论文标题
Laplacian半监督学习的收敛速率,标签率低
Rates of Convergence for Laplacian Semi-Supervised Learning with Low Labeling Rates
论文作者
论文摘要
我们研究基于图形的Laplacian半监督学习率以低标记率。 Laplacian学习使用图上的谐波扩展来传播标签。在非常低的标签速率下,拉普拉斯学习变得退化,解决方案在每个标记的数据点上大致恒定。先前的工作表明,当标记的数据点的数量是有限的,而未标记的数据点的数量往往无穷大时,就会发生这种退化。在这项工作中,我们允许标记的数据点的数量随着标签的数量而增长到无穷大。 Our results show that for a random geometric graph with length scale $\varepsilon>0$ and labeling rate $β>0$, if $β\ll\varepsilon^2$ then the solution becomes degenerate and spikes form, and if $β\gg \varepsilon^2$ then Laplacian learning is well-posed and consistent with a continuum Laplace equation.此外,在设置良好的设置中,我们证明了$ o(\varepsilonβ{ - 1/2})$的定量误差估计值,用于离散问题和连续PDE的解决方案之间的差异,直至对数因素。我们还研究了$ p $ -laplacian的正则化,并在$β\ ll \ varepsilon^p $时显示出相同的退化结果。我们适应性良好的结果的证据使用了对拉普拉斯学习和PDE论证的随机行走解释,而不适性结果的证明使用了$γ$ - convergence工具,从变化的计算中。我们还提供了有关合成和实际数据的数值结果,以说明我们的结果。

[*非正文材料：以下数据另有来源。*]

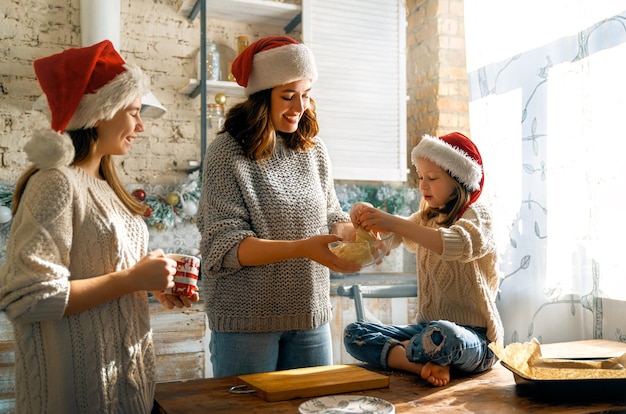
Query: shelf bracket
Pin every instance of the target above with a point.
(194, 10)
(293, 23)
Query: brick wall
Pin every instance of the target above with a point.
(436, 71)
(154, 36)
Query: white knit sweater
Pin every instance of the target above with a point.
(461, 284)
(286, 197)
(72, 226)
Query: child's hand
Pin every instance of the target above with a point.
(356, 210)
(371, 218)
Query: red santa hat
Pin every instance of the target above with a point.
(82, 86)
(456, 154)
(273, 61)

We study graph-based Laplacian semi-supervised learning at low labeling rates. Laplacian learning uses harmonic extension on a graph to propagate labels. At very low label rates, Laplacian learning becomes degenerate and the solution is roughly constant with spikes at each labeled data point. Previous work has shown that this degeneracy occurs when the number of labeled data points is finite while the number of unlabeled data points tends to infinity. In this work we allow the number of labeled data points to grow to infinity with the number of labels. Our results show that for a random geometric graph with length scale $\varepsilon>0$ and labeling rate $β>0$, if $β\ll\varepsilon^2$ then the solution becomes degenerate and spikes form, and if $β\gg \varepsilon^2$ then Laplacian learning is well-posed and consistent with a continuum Laplace equation. Furthermore, in the well-posed setting we prove quantitative error estimates of $O(\varepsilonβ^{-1/2})$ for the difference between the solutions of the discrete problem and continuum PDE, up to logarithmic factors. We also study $p$-Laplacian regularization and show the same degeneracy result when $β\ll \varepsilon^p$. The proofs of our well-posedness results use the random walk interpretation of Laplacian learning and PDE arguments, while the proofs of the ill-posedness results use $Γ$-convergence tools from the calculus of variations. We also present numerical results on synthetic and real data to illustrate our results.